A man who once wrote an ode to his underpants has now put himself forward to be a member of the House of Lords.

Peter Mitchell shot to fame last year when his pants poem was broadcast to more than a million listeners on Sarah Kennedy's Radio 2 show.

And if the part-time poet and electrical engineer gets his way, he will soon be refusing to answer to anything other than 'My Lord'.

Mr Mitchell, 46, has applied to be a 'people's peer' - the new do-it-yourself nobles created by the House of Lords Appointments Commission.

After nominations for the people's peers were opened last Wednesday, Mr Mitchell was one of the first to put his name on the list.

He said: "When I saw you could apply to be in the House of Lords, I thought, 'I can do that'. I would be a good peer because I'm grassroots. Some of the peers we have now are on a different level, they're not of the people. They need someone fresh who's in touch with the people, like me."

Every adult in the country is now free to apply for a peerage under the new Government scheme, which aims to inject some new blood into the Upper House.

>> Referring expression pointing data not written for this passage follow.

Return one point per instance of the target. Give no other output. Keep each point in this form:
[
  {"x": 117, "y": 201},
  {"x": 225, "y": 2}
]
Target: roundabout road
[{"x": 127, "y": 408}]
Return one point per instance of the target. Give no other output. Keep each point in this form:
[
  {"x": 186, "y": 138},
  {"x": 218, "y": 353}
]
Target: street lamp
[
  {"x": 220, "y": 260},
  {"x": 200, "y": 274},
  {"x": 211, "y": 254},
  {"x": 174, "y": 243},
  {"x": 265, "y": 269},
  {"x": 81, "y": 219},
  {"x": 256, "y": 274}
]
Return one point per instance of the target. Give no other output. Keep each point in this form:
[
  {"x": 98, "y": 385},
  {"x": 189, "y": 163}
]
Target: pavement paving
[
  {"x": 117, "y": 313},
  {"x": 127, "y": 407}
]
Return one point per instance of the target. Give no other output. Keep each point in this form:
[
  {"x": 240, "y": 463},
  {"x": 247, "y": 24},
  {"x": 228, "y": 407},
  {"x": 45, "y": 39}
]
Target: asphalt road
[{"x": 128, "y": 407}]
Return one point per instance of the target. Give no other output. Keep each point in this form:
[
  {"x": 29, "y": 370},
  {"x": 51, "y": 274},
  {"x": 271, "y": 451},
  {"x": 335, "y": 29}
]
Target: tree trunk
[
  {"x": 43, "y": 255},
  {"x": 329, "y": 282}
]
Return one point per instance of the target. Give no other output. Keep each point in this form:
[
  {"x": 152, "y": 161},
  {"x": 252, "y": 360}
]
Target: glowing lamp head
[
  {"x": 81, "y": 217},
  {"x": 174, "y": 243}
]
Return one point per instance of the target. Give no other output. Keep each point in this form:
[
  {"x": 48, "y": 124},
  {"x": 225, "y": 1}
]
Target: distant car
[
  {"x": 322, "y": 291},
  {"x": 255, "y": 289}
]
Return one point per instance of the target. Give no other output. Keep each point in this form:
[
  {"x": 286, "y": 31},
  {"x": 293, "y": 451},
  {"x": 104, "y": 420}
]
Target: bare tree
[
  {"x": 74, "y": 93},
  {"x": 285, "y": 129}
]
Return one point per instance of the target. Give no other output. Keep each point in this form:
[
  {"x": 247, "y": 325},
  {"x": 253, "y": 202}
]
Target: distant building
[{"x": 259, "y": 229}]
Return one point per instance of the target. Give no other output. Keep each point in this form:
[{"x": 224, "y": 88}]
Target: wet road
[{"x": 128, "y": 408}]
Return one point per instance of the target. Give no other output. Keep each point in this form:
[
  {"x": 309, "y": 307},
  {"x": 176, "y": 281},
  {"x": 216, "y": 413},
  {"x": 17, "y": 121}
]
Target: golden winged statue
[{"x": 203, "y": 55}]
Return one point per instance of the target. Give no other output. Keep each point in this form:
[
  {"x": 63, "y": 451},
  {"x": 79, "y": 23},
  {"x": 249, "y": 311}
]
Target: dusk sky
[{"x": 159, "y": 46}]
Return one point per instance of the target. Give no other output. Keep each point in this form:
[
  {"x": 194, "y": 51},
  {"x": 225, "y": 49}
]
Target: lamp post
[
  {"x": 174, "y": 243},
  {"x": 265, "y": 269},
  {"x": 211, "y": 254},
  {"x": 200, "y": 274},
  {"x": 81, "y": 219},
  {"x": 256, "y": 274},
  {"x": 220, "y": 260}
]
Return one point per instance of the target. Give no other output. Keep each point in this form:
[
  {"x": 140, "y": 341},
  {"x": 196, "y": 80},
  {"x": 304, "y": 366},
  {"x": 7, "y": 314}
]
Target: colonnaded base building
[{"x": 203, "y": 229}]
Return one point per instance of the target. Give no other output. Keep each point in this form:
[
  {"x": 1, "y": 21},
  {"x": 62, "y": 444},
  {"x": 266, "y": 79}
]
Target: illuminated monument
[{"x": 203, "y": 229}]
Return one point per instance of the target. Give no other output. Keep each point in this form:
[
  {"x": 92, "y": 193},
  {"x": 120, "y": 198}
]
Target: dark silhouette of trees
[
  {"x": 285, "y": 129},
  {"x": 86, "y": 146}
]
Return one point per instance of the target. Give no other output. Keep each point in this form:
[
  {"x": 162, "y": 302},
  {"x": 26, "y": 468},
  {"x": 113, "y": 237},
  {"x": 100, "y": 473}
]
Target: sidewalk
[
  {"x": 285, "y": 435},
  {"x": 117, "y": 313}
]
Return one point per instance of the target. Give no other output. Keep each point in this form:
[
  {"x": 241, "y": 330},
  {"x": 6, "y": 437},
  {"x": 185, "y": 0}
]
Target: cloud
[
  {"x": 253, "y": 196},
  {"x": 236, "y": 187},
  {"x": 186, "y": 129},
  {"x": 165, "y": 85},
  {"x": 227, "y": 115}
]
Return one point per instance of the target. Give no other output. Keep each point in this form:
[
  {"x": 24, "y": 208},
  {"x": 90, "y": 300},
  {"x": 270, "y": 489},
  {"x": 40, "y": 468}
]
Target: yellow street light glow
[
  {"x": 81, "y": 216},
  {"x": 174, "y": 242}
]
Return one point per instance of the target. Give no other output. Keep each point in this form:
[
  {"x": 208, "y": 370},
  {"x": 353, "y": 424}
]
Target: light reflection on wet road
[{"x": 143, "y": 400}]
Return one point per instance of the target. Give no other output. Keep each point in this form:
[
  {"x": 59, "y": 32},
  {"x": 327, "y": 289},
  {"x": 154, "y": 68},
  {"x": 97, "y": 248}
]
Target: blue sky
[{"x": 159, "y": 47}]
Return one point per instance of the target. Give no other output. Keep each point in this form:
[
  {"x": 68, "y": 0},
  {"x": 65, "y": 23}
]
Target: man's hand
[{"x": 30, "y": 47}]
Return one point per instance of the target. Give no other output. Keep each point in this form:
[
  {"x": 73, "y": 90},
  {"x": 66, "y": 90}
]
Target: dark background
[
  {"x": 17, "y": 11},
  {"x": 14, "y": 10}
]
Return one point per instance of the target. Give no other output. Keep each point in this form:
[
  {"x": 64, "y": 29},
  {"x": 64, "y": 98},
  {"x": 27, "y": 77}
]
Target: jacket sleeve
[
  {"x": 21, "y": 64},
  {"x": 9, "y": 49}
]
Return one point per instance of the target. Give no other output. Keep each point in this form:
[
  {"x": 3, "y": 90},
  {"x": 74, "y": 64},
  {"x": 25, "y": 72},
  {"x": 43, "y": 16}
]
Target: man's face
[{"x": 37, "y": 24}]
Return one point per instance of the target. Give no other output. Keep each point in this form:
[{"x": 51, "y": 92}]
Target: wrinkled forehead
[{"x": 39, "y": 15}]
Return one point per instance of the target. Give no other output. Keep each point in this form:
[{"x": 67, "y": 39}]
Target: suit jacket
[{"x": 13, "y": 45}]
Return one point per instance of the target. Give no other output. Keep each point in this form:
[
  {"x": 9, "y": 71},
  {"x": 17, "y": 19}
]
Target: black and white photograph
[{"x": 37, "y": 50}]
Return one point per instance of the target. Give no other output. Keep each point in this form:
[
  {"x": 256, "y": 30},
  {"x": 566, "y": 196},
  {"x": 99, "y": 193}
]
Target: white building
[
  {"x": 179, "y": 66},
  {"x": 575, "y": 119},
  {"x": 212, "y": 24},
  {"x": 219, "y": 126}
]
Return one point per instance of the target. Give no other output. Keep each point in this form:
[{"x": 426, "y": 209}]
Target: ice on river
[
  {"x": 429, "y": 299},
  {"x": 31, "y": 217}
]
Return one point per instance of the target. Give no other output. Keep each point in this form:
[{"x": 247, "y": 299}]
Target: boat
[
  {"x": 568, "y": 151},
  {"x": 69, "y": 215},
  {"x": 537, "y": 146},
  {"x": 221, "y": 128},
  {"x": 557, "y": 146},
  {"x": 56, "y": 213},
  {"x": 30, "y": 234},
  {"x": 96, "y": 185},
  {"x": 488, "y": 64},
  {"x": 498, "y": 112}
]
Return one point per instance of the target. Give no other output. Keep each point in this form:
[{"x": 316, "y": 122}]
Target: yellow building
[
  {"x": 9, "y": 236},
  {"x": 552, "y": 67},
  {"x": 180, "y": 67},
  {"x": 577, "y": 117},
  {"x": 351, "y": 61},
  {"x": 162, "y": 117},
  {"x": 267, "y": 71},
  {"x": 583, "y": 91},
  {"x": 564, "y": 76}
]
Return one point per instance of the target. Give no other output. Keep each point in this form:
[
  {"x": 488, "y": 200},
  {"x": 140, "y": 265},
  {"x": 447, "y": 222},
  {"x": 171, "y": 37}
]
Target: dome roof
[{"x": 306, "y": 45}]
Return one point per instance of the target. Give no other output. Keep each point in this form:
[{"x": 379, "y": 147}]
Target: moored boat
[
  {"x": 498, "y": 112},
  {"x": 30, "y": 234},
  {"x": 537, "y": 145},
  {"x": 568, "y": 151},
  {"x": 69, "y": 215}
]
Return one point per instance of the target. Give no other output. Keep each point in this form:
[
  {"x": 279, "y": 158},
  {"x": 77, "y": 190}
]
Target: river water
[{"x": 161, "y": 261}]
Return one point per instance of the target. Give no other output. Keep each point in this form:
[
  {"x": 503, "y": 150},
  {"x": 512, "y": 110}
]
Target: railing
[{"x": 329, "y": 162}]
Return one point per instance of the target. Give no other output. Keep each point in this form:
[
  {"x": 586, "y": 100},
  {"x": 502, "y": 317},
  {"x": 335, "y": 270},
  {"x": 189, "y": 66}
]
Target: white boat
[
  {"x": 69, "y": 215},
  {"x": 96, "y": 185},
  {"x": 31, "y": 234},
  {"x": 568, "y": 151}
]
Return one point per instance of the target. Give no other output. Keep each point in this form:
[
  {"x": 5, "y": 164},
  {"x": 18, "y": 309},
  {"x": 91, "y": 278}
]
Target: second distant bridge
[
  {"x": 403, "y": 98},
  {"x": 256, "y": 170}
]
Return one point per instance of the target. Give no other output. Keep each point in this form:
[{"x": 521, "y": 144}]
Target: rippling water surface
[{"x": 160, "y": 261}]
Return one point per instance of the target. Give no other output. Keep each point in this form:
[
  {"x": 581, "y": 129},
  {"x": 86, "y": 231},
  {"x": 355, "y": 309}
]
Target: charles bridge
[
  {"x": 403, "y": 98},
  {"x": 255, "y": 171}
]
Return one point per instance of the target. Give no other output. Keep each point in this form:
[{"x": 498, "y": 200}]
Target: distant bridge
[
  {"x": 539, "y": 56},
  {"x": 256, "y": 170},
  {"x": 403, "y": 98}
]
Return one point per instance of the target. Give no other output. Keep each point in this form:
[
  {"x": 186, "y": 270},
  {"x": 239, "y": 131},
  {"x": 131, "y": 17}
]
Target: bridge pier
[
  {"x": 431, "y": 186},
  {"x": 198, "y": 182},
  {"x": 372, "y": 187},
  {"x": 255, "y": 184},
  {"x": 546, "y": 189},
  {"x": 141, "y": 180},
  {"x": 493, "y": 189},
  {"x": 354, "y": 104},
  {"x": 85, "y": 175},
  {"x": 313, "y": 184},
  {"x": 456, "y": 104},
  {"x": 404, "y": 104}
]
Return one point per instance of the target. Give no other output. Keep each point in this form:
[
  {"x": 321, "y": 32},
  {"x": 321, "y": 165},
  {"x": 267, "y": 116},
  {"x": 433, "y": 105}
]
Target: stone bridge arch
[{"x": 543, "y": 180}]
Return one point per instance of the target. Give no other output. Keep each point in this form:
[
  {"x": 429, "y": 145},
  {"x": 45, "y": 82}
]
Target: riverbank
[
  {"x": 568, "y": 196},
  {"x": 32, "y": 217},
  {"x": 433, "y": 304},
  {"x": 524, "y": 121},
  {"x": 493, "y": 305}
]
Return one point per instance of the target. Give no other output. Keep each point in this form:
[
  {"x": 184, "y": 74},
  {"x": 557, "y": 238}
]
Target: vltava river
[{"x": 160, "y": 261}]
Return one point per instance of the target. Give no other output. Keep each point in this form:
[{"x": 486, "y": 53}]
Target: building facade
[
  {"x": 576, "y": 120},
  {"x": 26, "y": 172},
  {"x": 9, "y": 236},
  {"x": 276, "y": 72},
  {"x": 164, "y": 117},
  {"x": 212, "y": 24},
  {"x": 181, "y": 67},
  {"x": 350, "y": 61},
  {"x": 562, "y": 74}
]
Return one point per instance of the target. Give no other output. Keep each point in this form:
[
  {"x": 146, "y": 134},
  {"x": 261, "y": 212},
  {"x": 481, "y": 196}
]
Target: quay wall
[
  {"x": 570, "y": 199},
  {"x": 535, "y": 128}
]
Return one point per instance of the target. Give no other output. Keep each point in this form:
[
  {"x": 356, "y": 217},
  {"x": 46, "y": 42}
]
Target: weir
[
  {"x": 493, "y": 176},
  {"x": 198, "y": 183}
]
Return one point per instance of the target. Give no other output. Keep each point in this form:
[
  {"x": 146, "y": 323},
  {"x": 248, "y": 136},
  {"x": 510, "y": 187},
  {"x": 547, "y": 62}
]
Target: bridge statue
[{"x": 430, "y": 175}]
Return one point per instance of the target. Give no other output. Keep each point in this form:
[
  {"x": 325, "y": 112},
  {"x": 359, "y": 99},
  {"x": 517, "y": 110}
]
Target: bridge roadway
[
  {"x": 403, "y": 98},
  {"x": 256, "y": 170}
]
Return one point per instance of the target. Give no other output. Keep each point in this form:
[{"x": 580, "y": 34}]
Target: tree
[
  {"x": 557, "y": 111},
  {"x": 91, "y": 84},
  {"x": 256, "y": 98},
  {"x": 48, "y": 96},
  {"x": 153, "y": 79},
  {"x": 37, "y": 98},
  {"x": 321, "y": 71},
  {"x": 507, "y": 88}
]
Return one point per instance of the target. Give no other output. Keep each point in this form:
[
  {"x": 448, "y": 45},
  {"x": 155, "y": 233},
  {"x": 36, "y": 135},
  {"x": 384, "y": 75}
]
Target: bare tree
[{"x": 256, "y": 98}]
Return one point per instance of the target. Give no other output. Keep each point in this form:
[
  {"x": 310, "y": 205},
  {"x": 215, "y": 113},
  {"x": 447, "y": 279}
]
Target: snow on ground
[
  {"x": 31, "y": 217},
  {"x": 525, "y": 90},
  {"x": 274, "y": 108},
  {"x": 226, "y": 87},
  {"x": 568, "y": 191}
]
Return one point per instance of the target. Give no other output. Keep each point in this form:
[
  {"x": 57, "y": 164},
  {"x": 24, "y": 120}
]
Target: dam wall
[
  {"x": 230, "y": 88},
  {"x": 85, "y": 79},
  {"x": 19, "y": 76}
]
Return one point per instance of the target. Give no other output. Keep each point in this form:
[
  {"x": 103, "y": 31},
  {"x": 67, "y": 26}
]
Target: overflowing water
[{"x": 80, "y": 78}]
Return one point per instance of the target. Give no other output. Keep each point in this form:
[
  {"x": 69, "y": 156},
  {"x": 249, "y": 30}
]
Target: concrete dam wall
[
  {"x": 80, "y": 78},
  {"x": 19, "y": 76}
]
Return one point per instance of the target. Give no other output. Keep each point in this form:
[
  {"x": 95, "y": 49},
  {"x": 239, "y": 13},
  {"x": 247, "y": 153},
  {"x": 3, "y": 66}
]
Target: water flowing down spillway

Only ten of the people's peers will be created this year, but Peter Mitchell, of Thyme Close, Shoreham, thinks he is in with a good chance. Mr Mitchell said his past achievements included assisting the Conservative party at elections and being divorced by his first wife.

"If I was chosen as a peer I would promote Shoreham, which is where I was born. I would promote family life and things like that, and I would work towards improving the rights of construction workers. I was 28 years in the building trade. I would promote health and safety more."

If Mr Mitchell did succeed in his bid to become a lord, he would take up his seat next spring after approval by the Queen.

As a working peer, he would be able to claim the title Lord Mitchell, as well as having the right to be called 'My Lord'.

Mr Mitchell said most of his friends had scoffed at his ambitions: "One or two of them have said good luck but they think I'm aiming a bit high. When I do get appointed, I'll give them a shock. I'll invite them all round for afternoon tea and they will have to call me Lord."